Sunday, June 23, 2013

Book Review: The Heist


Hardcover: 320 pages
Publisher: Bantam; First Edition edition (June 18, 2013)

It's a good bet to say that I am not in Janet Evanovich's target audience for her usual books.  But this is not one of her usual books as she co-writes it with Lee Goldberg, author of the Monk and Diagnosis: Murder books.

There are very few books that I can sit down and read in a full day.  The last such book was Mockingjay in the summer of 2011.  However, yesterday, I started to read this one and I could not stop turning the page.  The pacing was so great that I was finished reading a tad bit after 9 PM.

Evanovich and Goldberg have created the start of what should be a thrilling but comedic series.  Kate O'Hare is a take-charge FBI agent and former Navy SEAL.  Nicholas Fox is an international con artist that she has pursued for the last 5 years.

What happens when O'Hare finally catches him?  He gets arrested and escapes his captors.  This is where the hilarity starts to ensue.  Her bosses at the FBI are somehow convinced that it would be a great idea to team her up with the con man to help bring down other wanted the criminals.  It comes with a catch.  She can't allow him to get caught or she goes down with him.

The action is non-stop and they take us to exotic locations as Mount Athos in Greece and the islands of Indonesia.  The dialogue is fast-paced and there are plenty of Toblerone chocholate bars involved.  There's also some sexual tension between the two of them.

Rich Hedenfels writes about how the two of them wrote The Heist.  It's funny that the article mentions the book being set up like a TV pilot because I felt the same way while reading it.  I've got a feeling that the Fox and O'Hare series will be around for some time to come.

Book Review: American Jewish Films: The Search for Identity


Paperback: 224 pages
Publisher: McFarland (April 22, 2013)

Larry Epstein, the author of The Haunted Smile, which tells the history of Jewish comedians in America, pens a book on searching for the Jewish identity in films.  As funny as it may sound, I had never heard of some of these movies that he writes about.

I did learn something new in the course of reading the book, the original founder of the Fox Film Corporation, William Fox, was a member of the tribe.  Due to bankruptcy, he had to sell the company in the late 1930s but of course, it lives on.  Darryl Zanuck's 20th Century Films would later aquire Fox and thus became 20th Century Fox.

In writing this book, Epstein explores various themes relating to Judaism.

In the introduction, Epstein discusses why American Jews were attracted to the movie industry be it as audience members, actors, or even the folks behind the scenes at the studios.

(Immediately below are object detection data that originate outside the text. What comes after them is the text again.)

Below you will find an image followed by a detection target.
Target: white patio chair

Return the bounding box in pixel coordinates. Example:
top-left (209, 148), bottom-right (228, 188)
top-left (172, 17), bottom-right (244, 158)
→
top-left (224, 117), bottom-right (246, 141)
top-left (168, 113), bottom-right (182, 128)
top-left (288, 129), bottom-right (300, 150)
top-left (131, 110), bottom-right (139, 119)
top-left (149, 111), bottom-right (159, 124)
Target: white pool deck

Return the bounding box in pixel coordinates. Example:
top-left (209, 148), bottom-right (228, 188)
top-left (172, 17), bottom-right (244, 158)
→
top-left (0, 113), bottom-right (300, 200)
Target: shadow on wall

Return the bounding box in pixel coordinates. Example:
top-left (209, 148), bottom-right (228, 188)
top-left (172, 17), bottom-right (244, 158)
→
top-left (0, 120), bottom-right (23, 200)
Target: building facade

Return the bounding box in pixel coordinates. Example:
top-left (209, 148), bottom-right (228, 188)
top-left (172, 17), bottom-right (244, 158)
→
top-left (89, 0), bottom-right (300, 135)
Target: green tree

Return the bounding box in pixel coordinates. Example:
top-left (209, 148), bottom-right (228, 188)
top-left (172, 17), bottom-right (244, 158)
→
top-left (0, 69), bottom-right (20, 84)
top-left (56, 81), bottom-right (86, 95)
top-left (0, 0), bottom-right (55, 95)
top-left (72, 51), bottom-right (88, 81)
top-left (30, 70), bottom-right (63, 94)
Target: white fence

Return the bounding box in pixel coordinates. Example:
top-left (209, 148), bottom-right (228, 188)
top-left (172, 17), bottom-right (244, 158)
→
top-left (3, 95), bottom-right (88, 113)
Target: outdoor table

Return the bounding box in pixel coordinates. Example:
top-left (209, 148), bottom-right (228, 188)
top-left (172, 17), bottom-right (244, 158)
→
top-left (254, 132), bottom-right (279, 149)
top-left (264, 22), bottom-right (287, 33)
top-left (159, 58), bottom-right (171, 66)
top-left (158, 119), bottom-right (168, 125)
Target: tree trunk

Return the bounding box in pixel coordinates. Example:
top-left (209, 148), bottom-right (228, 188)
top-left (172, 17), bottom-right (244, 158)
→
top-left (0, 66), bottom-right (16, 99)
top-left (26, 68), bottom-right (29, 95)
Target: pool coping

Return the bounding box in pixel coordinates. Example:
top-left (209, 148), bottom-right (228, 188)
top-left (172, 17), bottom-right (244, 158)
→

One of the big things that Epstein looks at is Jewish identity verses an American identity or a broader human identity.  This is one way to look at how the Jewish characters in film have evolved over time.

One cannot have a discussion about Jewish identity in films without talking about the Lower East Side or films relating to Jewish history.  Some of the topics that Epstein explores here are assimilation and acculturation, interfaith relations, Israel, marriage and family relations, the role of women, Jews and American politics, and anti-Semitism including the Holocaust.

In the end though, one cannot really define what the Jewish identity in film is but that doesn't make this book not worth its while.  There are a countless number of films mentioned.  Some might not be in print but the ones that are--there is a good bet that Netflix will have them as rentals.

Sunday, June 02, 2013

Book Review: Bunker Hill: A City, a Siege, a Revolution


Hardcover: 416 pages
Publisher: Viking Adult; 1 edition (April 30, 2013)

Due out in paperback this April,  Nathaniel Philbrick revisits the Battle of Bunker Hill--which was really at Breed's Hill.  Philbrick does not lack passion or insight either.  He really knows his craft here as he reconstructs the landscape in a mesmerizing narrative of the robust, messy, and blistering real origins of America.

We all know the names and events involved in the American Revolution: The Founding Fathers, Declaration of Independence, and George Washington's decade-long leadership.  What isn't told in most of the books and such on the American Revolution is just how merchants, farmers, sailers, and artisans were forced to take up arms against the Crown.

Travel back in time to a pre-Revolutionary Boston.  The city of 15,000 inhabitants are packed on an island of 1.2 square miles.  Tension quickly builds up to the climax of the Battle of Bunker Hill in June 1775.  It was the first major battle of the American Revolution.

When the battle went down, John Adams, Sam Adams, and John Hancock were not even close to the scene of events.  The big name here is Joseph Warren, a 33-year-old physician.  He was leading the events on the ground at the time.  It was Warren who told Paul Revere and William Dawes to sound the alarm that the British were going to Concord.

Philbrick tracks the 18 months that transpired between the Boston Tea Party and Bunker Hill.

Warner Brothers and Ben Affleck have optioned the film rights.  But a story this epic can't simply be told in two hours.  It deserves a mini-series treatment similar to that of John Adams.